Spare capacity and high unemployment are forecast to continue, cost pressures will remain subdued and the currency remains “above most estimates of its fundamental value”, providing less help to the economy than it could.

Economists also know that the RBA rarely moves in isolated steps, and most often in the past has followed one easing with a second cut a month or two later. Markets are pricing in another move by May at the latest. So yields on cash will only head south.

The Australian government on Friday sold a 2019 bond at a record low yield (below 2 per cent), as new issuance catches up to already low market rates.

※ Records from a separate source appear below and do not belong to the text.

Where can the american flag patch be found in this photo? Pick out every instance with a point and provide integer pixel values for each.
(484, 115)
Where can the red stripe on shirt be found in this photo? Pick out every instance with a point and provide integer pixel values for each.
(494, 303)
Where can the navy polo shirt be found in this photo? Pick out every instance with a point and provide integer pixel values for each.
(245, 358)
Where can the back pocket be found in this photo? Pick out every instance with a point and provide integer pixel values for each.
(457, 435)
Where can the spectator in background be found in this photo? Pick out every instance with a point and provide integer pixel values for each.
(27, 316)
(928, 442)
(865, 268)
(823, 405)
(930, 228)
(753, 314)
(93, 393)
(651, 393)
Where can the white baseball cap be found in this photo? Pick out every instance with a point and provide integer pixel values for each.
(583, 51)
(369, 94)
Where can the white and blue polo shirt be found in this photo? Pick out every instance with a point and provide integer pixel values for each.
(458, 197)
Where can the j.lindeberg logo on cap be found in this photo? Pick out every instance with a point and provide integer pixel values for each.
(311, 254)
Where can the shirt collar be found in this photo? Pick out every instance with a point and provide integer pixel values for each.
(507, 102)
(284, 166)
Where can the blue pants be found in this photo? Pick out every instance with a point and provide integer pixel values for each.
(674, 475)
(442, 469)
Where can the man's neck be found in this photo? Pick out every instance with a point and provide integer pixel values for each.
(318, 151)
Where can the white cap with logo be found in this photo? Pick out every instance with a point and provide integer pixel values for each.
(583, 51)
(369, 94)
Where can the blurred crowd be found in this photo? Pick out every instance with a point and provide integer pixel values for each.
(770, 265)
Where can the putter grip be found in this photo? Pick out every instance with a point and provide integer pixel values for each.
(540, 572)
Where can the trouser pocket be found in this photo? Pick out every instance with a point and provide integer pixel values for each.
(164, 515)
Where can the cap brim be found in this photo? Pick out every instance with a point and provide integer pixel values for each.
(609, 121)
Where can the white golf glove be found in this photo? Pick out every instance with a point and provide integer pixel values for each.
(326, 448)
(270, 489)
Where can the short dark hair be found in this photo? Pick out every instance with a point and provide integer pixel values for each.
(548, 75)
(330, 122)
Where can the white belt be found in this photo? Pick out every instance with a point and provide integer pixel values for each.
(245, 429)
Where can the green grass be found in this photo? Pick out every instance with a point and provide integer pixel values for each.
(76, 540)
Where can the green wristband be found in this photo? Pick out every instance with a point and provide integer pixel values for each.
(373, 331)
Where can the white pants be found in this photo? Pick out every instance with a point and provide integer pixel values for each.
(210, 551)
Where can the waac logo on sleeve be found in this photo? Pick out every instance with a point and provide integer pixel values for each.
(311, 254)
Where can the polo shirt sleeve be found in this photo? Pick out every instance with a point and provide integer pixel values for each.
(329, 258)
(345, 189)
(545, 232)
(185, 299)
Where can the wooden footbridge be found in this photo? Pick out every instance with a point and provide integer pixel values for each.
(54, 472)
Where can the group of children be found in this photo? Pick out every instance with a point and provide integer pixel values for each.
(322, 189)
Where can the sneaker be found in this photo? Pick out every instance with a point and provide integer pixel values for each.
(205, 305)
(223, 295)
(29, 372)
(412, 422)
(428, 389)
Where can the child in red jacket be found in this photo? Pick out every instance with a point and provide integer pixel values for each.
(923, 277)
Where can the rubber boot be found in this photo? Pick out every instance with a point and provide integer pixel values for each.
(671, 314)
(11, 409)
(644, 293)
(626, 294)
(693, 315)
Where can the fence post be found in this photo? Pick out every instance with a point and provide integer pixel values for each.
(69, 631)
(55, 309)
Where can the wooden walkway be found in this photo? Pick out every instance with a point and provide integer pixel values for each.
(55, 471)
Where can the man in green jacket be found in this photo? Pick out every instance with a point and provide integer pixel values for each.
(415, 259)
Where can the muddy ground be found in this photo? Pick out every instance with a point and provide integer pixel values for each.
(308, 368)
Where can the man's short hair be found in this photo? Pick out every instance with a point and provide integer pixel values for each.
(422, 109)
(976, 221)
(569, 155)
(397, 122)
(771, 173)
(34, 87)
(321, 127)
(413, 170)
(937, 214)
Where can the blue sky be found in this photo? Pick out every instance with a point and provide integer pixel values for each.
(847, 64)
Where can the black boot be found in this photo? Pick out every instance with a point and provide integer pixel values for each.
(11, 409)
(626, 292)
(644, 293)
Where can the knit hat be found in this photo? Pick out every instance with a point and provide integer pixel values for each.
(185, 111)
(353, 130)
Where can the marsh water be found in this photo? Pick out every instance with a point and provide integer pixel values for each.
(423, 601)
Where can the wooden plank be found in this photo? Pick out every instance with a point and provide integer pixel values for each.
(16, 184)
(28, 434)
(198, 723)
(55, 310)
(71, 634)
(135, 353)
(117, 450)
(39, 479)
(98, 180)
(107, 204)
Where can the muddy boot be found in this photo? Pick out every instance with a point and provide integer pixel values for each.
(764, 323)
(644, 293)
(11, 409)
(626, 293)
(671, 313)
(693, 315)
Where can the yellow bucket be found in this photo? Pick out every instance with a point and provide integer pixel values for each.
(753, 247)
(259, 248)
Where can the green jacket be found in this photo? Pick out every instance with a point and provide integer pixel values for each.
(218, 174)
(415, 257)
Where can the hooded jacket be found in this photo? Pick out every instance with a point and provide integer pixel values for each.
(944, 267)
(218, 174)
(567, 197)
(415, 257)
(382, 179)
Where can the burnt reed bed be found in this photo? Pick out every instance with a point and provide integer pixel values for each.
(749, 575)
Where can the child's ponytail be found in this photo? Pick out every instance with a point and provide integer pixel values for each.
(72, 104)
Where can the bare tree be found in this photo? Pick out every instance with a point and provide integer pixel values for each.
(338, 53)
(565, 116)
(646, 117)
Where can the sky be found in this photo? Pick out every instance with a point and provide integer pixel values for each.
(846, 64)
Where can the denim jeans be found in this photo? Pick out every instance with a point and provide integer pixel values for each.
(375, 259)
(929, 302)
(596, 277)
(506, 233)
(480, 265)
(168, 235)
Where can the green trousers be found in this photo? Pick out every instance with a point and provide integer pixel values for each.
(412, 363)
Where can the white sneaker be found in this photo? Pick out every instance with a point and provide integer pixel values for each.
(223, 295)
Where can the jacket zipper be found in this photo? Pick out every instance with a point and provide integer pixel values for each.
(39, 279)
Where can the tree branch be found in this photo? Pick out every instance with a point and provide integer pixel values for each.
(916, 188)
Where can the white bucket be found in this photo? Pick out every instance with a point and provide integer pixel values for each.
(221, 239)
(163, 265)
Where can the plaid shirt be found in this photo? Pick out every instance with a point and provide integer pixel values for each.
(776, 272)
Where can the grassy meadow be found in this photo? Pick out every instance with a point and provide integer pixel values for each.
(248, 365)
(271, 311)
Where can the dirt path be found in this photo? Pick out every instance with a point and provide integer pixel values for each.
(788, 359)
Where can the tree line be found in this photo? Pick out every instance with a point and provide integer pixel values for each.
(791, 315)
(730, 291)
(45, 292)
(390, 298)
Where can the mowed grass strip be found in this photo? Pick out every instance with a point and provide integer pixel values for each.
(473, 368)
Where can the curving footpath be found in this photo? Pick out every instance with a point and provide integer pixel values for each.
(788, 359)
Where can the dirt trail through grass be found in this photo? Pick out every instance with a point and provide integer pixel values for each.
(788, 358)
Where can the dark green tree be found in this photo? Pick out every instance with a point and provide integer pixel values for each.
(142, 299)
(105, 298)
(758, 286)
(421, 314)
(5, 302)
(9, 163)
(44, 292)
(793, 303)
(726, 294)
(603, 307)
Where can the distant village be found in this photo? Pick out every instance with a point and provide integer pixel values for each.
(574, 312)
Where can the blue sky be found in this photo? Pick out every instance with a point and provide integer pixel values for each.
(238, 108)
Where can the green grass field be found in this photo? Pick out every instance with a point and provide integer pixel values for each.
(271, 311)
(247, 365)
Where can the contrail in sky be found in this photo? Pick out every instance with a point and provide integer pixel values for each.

Since the ECB entered the brave new world of quantitative easing, the Swiss National Bank gave up protecting its peg and central banks around the world have been scrambling to devalue their currencies through rate cuts. “The globe has become yield-mad," says IG Markets strategist Evan Lucas. “It has sent bond and equities markets into a bidding frenzy.”

The determination of central banks should not be underestimated. Denmark just cut rates for the fourth time this year, saying it will defend its currency peg indefinitely, and there is no upper limit to the size of its foreign exchange reserves.

This has caused unprecedented confusion for Denmark’s banks and their mortgage lending books. The official deposit rate has been cut to minus 0.75 per cent and government bond yields are negative out to five-year maturities. (One bank, Nordea Kredit, has reportedly taken its mortgage lending rate negative while the other banks are sensibly delaying such a move pending talks with the government.)

Since the rally in the Australian market began on January 21, the benchmark index has gained 513 points, or 9.7 per cent.

The consequence of the RBA’s unexpected easing is clear in leading stocks: three of the big four banks hit record highs this week, with the Commonwealth Bank fast approaching $100. Both CBA and another favourite high-yielder Telstra are on a net yield of around 4.5 per cent, although that will diminish.

“Banks look expensive across every measure, except yield differential,” says Brad Potter, head of Australian equities at Nikko Asset Management.

CBA is now trading at the high end of its valuation range and a lot of industrials are looking expensive, with fund managers saying it is impossible to find earnings growth at a reasonable price. If the economy picks up in the second half of the year, some of the current stock speculation may be warranted.

What happens if the economy does remain sluggish for longer, as the Reserve Bank is arguing? The implications for corporate earnings would not be positive.